Golpe, golpe, golpe, golpe…
Do-Jin no podía decir si era el fuerte sonido de los pasos de Bok-Dong o su corazón palpitante.
«He oído que casi matas a Sun-Woo. ¿Es cierto?»
«…¿Dónde has oído eso?»
«Ye-Jin me lo dijo. Dijo que provocaste un accidente masivo y me pidió que te echara una bronca. A juzgar por tu reacción, es cierto que casi matas a Sun-Woo».
Bok-Dong se estiró como si intentara aflojar sus abultados músculos y se sentó junto a Do-Jin.
Parece que Ye-Jin balbuceaba tonterías aquí y allá, como de costumbre. Me pregunto hasta dónde se extenderán los rumores esta vez…
Do-Jin sacudió la cabeza y apartó de golpe la imagen de la cara de Ye-Jin que le vino a la mente.
«¿Y tus clases?
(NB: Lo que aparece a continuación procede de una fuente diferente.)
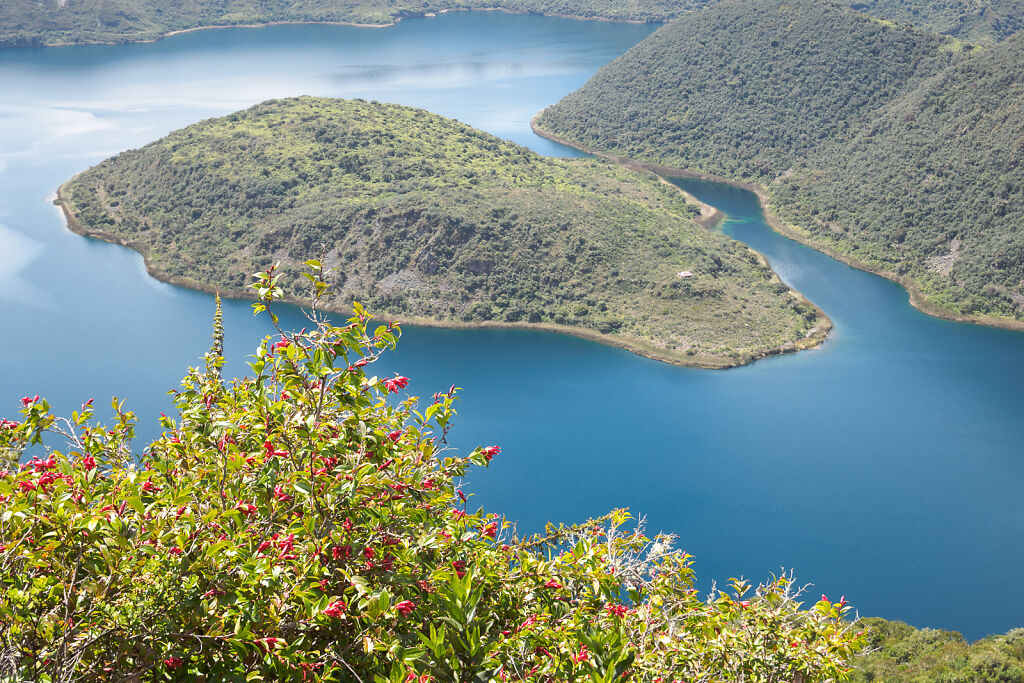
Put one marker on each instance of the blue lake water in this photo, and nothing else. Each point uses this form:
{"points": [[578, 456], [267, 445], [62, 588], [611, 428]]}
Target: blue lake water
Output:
{"points": [[887, 465]]}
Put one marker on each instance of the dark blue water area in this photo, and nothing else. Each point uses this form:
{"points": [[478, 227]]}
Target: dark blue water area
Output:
{"points": [[886, 465]]}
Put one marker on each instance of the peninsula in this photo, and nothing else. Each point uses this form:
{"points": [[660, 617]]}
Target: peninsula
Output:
{"points": [[431, 221], [891, 148], [35, 23]]}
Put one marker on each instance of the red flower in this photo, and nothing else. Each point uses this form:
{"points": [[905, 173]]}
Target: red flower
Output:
{"points": [[246, 508], [268, 447], [173, 663], [267, 643], [43, 465], [615, 609], [398, 382], [335, 609]]}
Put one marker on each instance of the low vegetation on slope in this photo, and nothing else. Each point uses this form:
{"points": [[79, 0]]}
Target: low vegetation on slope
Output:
{"points": [[900, 653], [895, 148], [305, 524], [427, 218]]}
Dijiste que tenías todas las clases ocupadas por la tarde», preguntó Do-Jin mientras miraba sin comprender la mancha roja como la sangre que tenía pegada a la espada. La sangre era de Sun-Woo. Si la culpa era de una persona, entonces levantaba la cabeza y miraba fijamente a Do-Jin.
«Les di tiempo de autoestudio».
«¿Está bien hacer eso?»
«Es casi temporada de exámenes. Los niños parecen preferir estudiar a las actividades físicas. Simplemente les di tiempo de autoestudio, como ellos querían», dijo Bok-Dong con indiferencia.
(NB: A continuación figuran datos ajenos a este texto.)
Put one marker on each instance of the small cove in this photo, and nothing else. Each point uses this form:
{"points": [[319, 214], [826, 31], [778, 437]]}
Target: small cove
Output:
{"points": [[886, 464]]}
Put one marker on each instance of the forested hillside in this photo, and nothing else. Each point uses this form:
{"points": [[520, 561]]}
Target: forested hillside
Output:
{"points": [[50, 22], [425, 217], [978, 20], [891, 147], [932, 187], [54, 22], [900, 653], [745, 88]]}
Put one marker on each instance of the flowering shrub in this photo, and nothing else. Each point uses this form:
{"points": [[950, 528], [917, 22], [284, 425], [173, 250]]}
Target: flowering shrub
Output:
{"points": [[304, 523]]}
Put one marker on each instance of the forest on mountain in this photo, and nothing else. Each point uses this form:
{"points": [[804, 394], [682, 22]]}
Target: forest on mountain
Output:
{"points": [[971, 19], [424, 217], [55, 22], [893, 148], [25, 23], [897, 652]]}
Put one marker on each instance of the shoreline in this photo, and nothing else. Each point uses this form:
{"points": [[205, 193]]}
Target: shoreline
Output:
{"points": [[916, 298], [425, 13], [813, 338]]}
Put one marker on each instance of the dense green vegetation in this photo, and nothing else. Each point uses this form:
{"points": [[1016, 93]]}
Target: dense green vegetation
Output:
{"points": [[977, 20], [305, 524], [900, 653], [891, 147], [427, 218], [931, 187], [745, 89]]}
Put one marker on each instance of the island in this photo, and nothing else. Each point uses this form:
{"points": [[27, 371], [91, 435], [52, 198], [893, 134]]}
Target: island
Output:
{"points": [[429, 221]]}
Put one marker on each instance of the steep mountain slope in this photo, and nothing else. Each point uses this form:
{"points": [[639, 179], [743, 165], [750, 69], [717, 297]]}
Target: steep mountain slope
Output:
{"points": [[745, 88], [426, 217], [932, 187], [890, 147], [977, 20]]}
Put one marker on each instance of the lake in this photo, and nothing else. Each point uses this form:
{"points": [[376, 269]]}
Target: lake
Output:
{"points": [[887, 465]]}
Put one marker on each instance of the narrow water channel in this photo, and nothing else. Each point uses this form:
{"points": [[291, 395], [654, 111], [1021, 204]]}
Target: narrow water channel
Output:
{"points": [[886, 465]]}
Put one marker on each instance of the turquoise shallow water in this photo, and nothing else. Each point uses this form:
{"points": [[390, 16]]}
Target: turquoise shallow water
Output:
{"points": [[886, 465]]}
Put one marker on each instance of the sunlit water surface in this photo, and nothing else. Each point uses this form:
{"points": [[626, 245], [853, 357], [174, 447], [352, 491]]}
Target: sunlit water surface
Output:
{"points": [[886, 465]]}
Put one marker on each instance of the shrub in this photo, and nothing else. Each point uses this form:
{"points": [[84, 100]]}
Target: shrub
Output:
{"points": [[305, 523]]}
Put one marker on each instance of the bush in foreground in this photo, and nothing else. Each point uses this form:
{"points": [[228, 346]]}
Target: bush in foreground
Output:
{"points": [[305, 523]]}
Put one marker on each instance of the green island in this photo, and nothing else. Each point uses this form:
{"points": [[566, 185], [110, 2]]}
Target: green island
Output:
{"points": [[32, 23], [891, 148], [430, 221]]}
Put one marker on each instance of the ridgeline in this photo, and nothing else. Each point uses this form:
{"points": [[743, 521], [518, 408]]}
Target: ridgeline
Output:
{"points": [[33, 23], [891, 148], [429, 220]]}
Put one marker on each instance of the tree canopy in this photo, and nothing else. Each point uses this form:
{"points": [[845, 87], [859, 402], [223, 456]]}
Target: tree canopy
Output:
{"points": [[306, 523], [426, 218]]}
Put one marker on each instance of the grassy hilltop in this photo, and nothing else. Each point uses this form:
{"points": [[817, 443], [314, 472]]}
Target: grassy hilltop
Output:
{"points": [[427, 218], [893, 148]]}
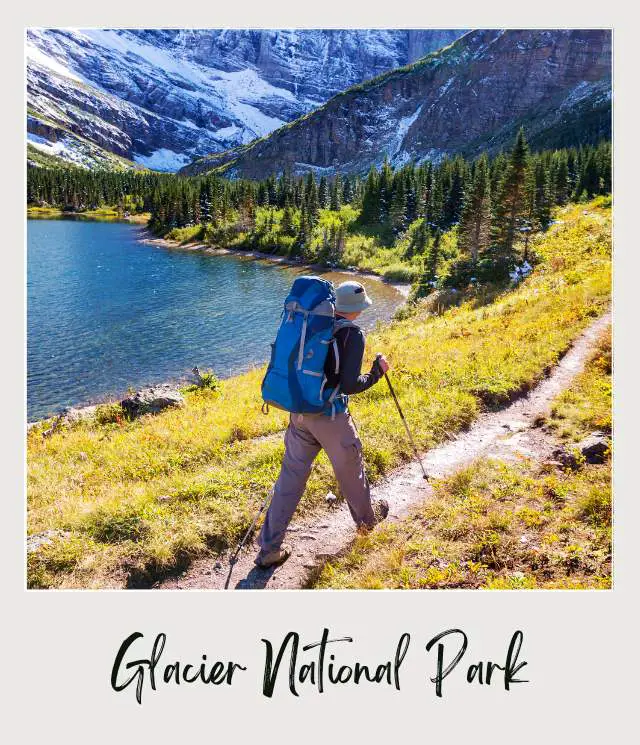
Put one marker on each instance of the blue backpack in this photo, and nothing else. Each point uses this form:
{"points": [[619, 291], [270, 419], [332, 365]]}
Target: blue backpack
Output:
{"points": [[295, 379]]}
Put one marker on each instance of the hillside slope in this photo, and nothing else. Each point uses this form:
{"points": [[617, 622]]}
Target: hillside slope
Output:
{"points": [[466, 98], [117, 503]]}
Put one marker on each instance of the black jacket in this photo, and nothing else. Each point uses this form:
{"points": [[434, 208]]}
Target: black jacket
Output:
{"points": [[351, 350]]}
Do-Jin se sintió agobiado por la visita de Bok-Dong, pero al mismo tiempo agradecido.
De repente, se acordó de la criatura taxidermizada disfrazada de Sung-Hyun que había visto hoy. Desde fuera, parecía un humano.
«Oye, si tú y yo peleáramos, ¿quién crees que ganaría?».
«Qué clase de pregunta es ésa a tu edad… ¿Estás atravesando la pubertad tarde o algo así?».
Do-Jin miró a Bok-Dong. Si apareciera una criatura taxidermizada exactamente igual a Bok-Dong o Ye-Jin, ¿sería capaz de matarla sin dudarlo, igual que Sun-Woo?
«…Sí, no».
Sacudió la cabeza y aclaró sus pensamientos extraviados. Aún no estaba seguro de si sería capaz de hacerlo.